Il dado è tratto. Il sottosegretario leghista ai Trasporti Armando Siri si deve dimettere. È il premier Giuseppe Conte a mettere la parola fine al balletto che da giorni agita il governo italiano. "Proporrò la sua revoca al prossimo Consiglio dei ministri", ha scandito in una conferenza stampa a Palazzo Chigi: "Il governo del cambiamento tutela i cittadini, non interessi di parte".
Consapevole delle implicazioni della sua decisione, il premier ha invitato da una parte la Lega "a considerare che non è una condanna: non si lasci guidare da una ispirazione corporativa" e dall'altra il M5s "a non approfittare per cantare una vittoria politica".
Quanto alla vicenda della norma sull'eolico per la cui approvazione secondo l'inchiesta Siri avrebbe fatto pressioni per favorire imprenditori a lui vicini, ecco come la descrive Conte: "In questo caso la norma non avrebbe offerto chance future agli imprenditori, ma vantaggi retroattivi: era come una sanatoria, non era generale o astratta, e non disponeva per il futuro. Per questo, ho valutato l'opportunità e la necessità di dimissioni di Siri".
"La mia proposta di revoca", di cui "mi assumerò tutta la responsabilità politica", non comporta che "io mi voglia ergere a giudice", ma "le mie valutazioni sono più ampiamente politiche e ricollegate alle responsabilità che mi spettano quale massima autorità di governo".
Giuseppe Conte sperava di giocare d'anticipo, ma in realtà Armando Siri pochi minuti prima dell'inizio della conferenza stmpa ha diramato una nota in cui ribadisce la sua innocenza e promette di dimettersi non ora, ma nel giro di poche settimane. "Confido che una volta sentito dai magistrati la mia posizione possa essere archiviata in tempi brevi. Qualora ciò non dovesse accadere, entro 15 giorni, farò un passo indietro", spiega il sottosegretario ai Trasporti. Ed è su questo punto che Conte fa valere il suo ruolo. "Le dimissioni si danno o non si danno. Le dimissioni future non hanno senso", scandisce il premier "smontando" la tesi di Siri anche come avvocato.
Ora la questione diventa politica. Di fronte alla prospettiva di una crisi di governo, il vicepremier Luigi Di Maio mostra tranquillità: "Conosco la Lega e Salvini da 11 mesi. Sono persone di buonsenso e intelligenti.

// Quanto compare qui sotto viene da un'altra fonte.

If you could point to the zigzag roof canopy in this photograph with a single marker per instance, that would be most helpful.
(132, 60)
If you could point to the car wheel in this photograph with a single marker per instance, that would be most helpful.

Aprire una crisi di governo su un sottosegretario coinvolto in un indagine per corruzione non sarebbe una bella immagine per la Lega e per un governo che si definisce del cambiamento".
L'altro vicepremier dall'Ungheria dice che a lui "va bene qualunque cosa, se me la spiegano", parlando del caso come di una "vicenda locale che non ferma il governo". Ma ribadendo la tesi secondo cui Siri dovrebbe parlare con i Pm prima di dimettersi. "In un Paese civile funziona così", sottolinea.
LA VICENDA
Il 19 aprile si diffonde la notizia di un’inchiesta per corruzione fra Palermo e Roma. Fra gli indagati, spicca il nome del sottosegretario leghista ai Trasporti Armando Siri. I pm romani ipotizzano l’esistenza di una tangente da 30mila euro, da parte di un professore vicino alla Lega e ritenuto in affari con un imprenditore agli arresti per contiguità con la mafia, per indurlo a scrivere un emendamento da inserire nel Def 2018, così da favorire l’erogazione di contributi a imprese di energie rinnovabili. Una norma tuttavia mai approvata. «Non ho fatto niente di male, non ho ragioni per dimettermi», si è difeso Siri. Ex giornalista di Mediaset, è considerato l’ideologo della flat tax, misura di bandiera del Carrroccio. Non è nuovo alle vicende giudiziarie: nel 2014, ha patteggiato una pena di un anno e otto mesi per bancarotta fraudolenta. La Lega fa quadrato attorno a lui, confermandogli «piena fiducia» e auspicando «che le indagini siano veloci per non lasciare nessuna ombra». Ma il M5s, Luigi Di Maio in testa, premeva per le dimissioni del sottosegretario al quale il ministro Toninelli ha comunque ritirato le deleghe.